NEW YORK (Reuters) - A former police commissioner in New Haven, Connecticut, who became a rabbi is accused of sexually abusing a teenager in his care from 2001 to 2005, according to a federal lawsuit filed on Tuesday.
Daniel Greer, a well-known member of New Haven’s Orthodox Jewish community, is accused of sexually abusing Eliyahu Mirlis over three years while he was a boarding student at Yeshiva of New Haven and the Gan School, two religious schools operated by Greer.
Mirlis, who is now 28 years old and living in New Jersey, filed the lawsuit against Greer and the schools in U.S. District Court of Connecticut, seeking unspecified damages.

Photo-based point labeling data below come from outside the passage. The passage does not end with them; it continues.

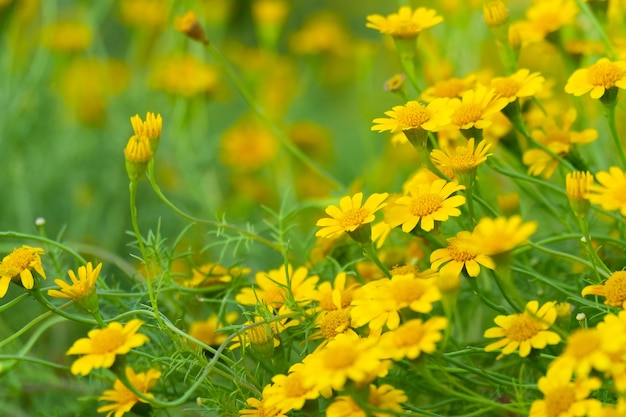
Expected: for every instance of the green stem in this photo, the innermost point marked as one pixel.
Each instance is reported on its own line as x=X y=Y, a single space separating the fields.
x=243 y=90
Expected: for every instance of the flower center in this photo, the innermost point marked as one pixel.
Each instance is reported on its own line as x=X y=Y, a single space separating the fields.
x=425 y=204
x=466 y=114
x=559 y=401
x=523 y=328
x=19 y=258
x=107 y=341
x=412 y=115
x=506 y=87
x=616 y=290
x=604 y=74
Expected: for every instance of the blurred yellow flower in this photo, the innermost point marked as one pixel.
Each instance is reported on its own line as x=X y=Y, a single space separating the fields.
x=67 y=36
x=123 y=399
x=524 y=331
x=406 y=24
x=101 y=346
x=18 y=266
x=599 y=77
x=350 y=215
x=611 y=193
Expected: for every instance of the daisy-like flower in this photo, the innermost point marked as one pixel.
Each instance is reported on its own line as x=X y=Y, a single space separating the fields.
x=502 y=235
x=188 y=24
x=597 y=79
x=18 y=266
x=463 y=160
x=559 y=140
x=378 y=303
x=524 y=331
x=406 y=24
x=474 y=108
x=426 y=204
x=577 y=186
x=413 y=338
x=101 y=347
x=274 y=287
x=121 y=398
x=346 y=357
x=611 y=193
x=291 y=391
x=522 y=84
x=463 y=251
x=563 y=397
x=613 y=289
x=83 y=288
x=385 y=397
x=350 y=215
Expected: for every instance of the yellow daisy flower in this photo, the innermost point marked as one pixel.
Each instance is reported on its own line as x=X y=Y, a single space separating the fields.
x=501 y=235
x=463 y=251
x=426 y=204
x=522 y=84
x=121 y=398
x=101 y=347
x=406 y=24
x=598 y=78
x=350 y=215
x=562 y=396
x=413 y=338
x=474 y=108
x=611 y=193
x=83 y=288
x=18 y=266
x=524 y=331
x=613 y=289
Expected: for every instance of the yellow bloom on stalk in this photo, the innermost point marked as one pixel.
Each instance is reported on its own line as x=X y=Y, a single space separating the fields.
x=474 y=107
x=564 y=397
x=101 y=346
x=18 y=266
x=83 y=288
x=413 y=338
x=346 y=357
x=188 y=24
x=275 y=287
x=385 y=397
x=599 y=77
x=611 y=193
x=522 y=84
x=524 y=331
x=426 y=204
x=501 y=235
x=463 y=251
x=378 y=303
x=350 y=214
x=121 y=398
x=613 y=289
x=406 y=24
x=559 y=140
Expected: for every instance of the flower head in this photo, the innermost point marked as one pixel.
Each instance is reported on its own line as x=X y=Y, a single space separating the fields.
x=426 y=204
x=121 y=398
x=599 y=77
x=610 y=194
x=101 y=346
x=463 y=251
x=188 y=24
x=613 y=289
x=18 y=266
x=350 y=215
x=406 y=24
x=524 y=331
x=83 y=288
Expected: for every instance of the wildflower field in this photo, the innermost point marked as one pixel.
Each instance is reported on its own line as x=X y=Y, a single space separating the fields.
x=312 y=208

Mirlis’s attorney, Antonio Ponvert, said he planned to speak with New Haven police about the matter, suggesting he may seek criminal charges. Connecticut’s statute of limitations, he said, gives his client 30 years to file his complaint from the time he turned age 18.

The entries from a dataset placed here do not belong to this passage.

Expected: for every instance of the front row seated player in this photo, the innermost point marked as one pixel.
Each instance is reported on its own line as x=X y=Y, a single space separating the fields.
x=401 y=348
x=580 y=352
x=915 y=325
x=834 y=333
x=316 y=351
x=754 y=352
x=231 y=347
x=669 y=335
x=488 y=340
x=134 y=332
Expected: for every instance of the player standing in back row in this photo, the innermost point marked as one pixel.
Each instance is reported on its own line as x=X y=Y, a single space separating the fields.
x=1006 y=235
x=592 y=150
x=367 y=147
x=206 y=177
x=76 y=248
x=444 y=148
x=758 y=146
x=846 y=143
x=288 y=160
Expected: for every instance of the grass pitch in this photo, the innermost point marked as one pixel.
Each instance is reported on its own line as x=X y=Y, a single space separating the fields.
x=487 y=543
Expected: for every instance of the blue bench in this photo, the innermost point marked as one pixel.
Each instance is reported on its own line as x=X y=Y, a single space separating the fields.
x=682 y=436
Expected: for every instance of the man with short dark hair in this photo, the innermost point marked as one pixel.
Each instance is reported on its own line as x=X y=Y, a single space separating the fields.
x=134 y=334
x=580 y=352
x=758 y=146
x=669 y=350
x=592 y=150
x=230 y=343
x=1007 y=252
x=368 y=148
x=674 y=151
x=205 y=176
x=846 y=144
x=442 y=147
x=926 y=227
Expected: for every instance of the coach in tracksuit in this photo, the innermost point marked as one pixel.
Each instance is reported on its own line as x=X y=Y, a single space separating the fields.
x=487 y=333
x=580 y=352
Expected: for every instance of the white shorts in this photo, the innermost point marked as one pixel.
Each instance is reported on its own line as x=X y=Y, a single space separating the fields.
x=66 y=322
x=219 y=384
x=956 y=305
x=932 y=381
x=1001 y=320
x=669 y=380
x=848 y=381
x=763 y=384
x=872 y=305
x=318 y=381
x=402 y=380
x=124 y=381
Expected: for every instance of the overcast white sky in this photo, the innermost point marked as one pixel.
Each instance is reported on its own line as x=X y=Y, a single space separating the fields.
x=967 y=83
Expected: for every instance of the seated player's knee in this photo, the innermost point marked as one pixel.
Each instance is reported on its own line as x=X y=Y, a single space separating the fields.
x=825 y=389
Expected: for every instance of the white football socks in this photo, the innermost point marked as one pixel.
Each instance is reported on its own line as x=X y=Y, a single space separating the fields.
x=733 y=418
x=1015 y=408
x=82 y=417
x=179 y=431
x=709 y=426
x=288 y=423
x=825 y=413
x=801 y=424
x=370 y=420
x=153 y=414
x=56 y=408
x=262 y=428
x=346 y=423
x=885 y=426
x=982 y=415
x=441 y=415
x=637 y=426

Ponvert said his client came forward in order to find closure.
“I think he reached a point in his life where he is tired of living with the pain and responsibility of this,” Ponvert said.
The lawsuit said Mirlis attended the schools from September 2001 to June 2005, and was assaulted by Greer during the last three years of high school from age 15 to 17.

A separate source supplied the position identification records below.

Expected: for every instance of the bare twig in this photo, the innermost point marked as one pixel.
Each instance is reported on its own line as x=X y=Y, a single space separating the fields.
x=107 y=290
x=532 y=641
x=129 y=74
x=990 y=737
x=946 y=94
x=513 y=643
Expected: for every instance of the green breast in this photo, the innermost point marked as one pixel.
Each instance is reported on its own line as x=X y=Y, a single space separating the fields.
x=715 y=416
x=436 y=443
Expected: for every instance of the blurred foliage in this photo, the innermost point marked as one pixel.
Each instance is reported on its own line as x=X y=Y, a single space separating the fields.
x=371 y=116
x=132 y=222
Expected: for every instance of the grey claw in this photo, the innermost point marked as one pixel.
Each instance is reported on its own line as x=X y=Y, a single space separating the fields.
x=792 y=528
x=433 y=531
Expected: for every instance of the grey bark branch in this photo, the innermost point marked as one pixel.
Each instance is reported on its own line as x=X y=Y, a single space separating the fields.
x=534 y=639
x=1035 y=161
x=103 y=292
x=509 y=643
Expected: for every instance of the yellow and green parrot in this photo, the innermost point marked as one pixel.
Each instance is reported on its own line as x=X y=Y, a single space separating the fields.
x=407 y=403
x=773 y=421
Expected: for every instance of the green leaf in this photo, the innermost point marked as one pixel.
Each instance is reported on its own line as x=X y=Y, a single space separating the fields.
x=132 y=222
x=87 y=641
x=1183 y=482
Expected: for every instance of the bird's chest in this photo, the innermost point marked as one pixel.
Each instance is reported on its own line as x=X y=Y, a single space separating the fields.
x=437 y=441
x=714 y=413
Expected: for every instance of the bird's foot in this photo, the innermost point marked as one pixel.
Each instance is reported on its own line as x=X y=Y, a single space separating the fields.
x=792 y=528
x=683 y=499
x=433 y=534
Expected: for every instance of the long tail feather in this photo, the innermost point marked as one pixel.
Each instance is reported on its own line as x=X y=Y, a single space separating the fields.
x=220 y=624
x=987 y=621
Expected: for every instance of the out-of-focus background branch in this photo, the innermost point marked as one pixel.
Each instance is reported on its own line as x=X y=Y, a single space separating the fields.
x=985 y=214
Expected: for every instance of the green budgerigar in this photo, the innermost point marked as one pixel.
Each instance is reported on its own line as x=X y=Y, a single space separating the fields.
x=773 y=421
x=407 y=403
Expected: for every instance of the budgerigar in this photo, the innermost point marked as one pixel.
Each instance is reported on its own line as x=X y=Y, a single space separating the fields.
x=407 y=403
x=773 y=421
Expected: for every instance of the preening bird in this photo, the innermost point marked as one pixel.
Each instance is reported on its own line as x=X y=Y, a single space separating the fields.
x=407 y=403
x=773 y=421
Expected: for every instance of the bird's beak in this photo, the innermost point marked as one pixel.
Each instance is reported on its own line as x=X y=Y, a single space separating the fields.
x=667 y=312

Greer is accused of giving the teen alcohol, showing him pornographic films and having sex with him, according to the lawsuit. The incidents took place on school property, at Greer’s home and in motels in Connecticut and Pennsylvania.
At least one other administrator at Yeshiva was aware of the abuse and another student also was victimized, the complaint said.
Greer is known for his conservative viewpoints in the city of about 130,000 residents that is home to Yale University.
Greer did not immediately respond to a request for comment left at Yeshiva. Efforts to reach his attorney, William Ward, were not immediately successful.